At the very least, the Foreign Office should be demanding the abolition of Pakistan’s so-called blasphemy laws, which legally embed hostility to minority faiths and are increasingly being leveraged to accuse Christians of insulting the Prophet Mohammed or the Quran, a crime which risks capital punishment. False accusations are routinely made to target Christians following social disputes and often lead to mob violence.
Meanwhile, these laws have been defended by Imran Khan, whom many in the West are keen to see restored to the Pakistani presidency. I am not against foreign aid, it is a useful tool to aid socioeconomic development and foster global ties, but it should not be given without moral preconditions.

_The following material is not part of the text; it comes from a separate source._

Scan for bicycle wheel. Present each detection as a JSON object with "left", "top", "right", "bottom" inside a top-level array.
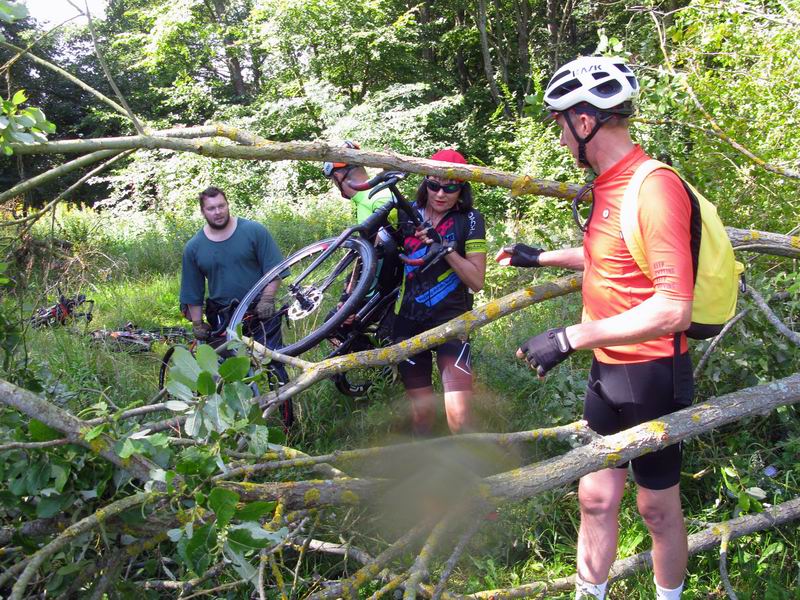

Pakistan’s blasphemy laws are hardly the only issue its 4.2 million Christians must grapple with.
Each year more than 1,000 Christian and Hindu girls in Pakistan are kidnapped, forcibly converted to Islam, and made to marry their captors. In 2020 Maira Shahbaz, a Catholic teenager, was the victim of such a plot. She says she was kidnapped at gunpoint by three men in her neighbourhood of Faisalabad, about an hour’s drive from the Faisalabad, the city set ablaze last month.
The assailants recorded themselves raping her and threatened to release the tape. After allegedly being forced to marry one of her 45-year-old attackers and being coerced into signing a statement affirming her conversion to Islam, the 14-year-old eventually managed to escape.
A Pakistani court legally upheld the marriage in August 2020, demanding that Shahbaz be “returned” to her middle-aged husband. Against all odds, this unimaginably brave girl managed to flee to her relatives once more.
Given the slew of abuse and death threats she and her family – who have been forced to live in hiding – receive, and Pakistan’s obvious inability to respond to her horrific case appropriately, Shahbaz’s lawyer says that to remain in their home country is nothing short of a death sentence.
This fits an unhappy pattern. The delayed processing and eventual rejection of the Asia Bibi petition by the Home Office weas, according to reports at the time, partly due to concerns that her presence in the UK would risk causing “unrest among certain sections of the community” – undoubtedly referring to Islamist extremists.
Could this be behind our failure to respond adequately to Shahbaz’s case? Or why have we largely ignored Pakistan’s descent into anti-Christian fervour? Or is it simply that the issue of global Christian persecution is far less fashionable than other causes, especially now that a waning number of Brits practise that same faith?
I suspect the UK’s apathy is due to a combination of these factors. Still, if we have any influence in a country, we surely ought to leverage it in the interest of human rights and dignity, whether or not its wider fate is out of Britain’s hands.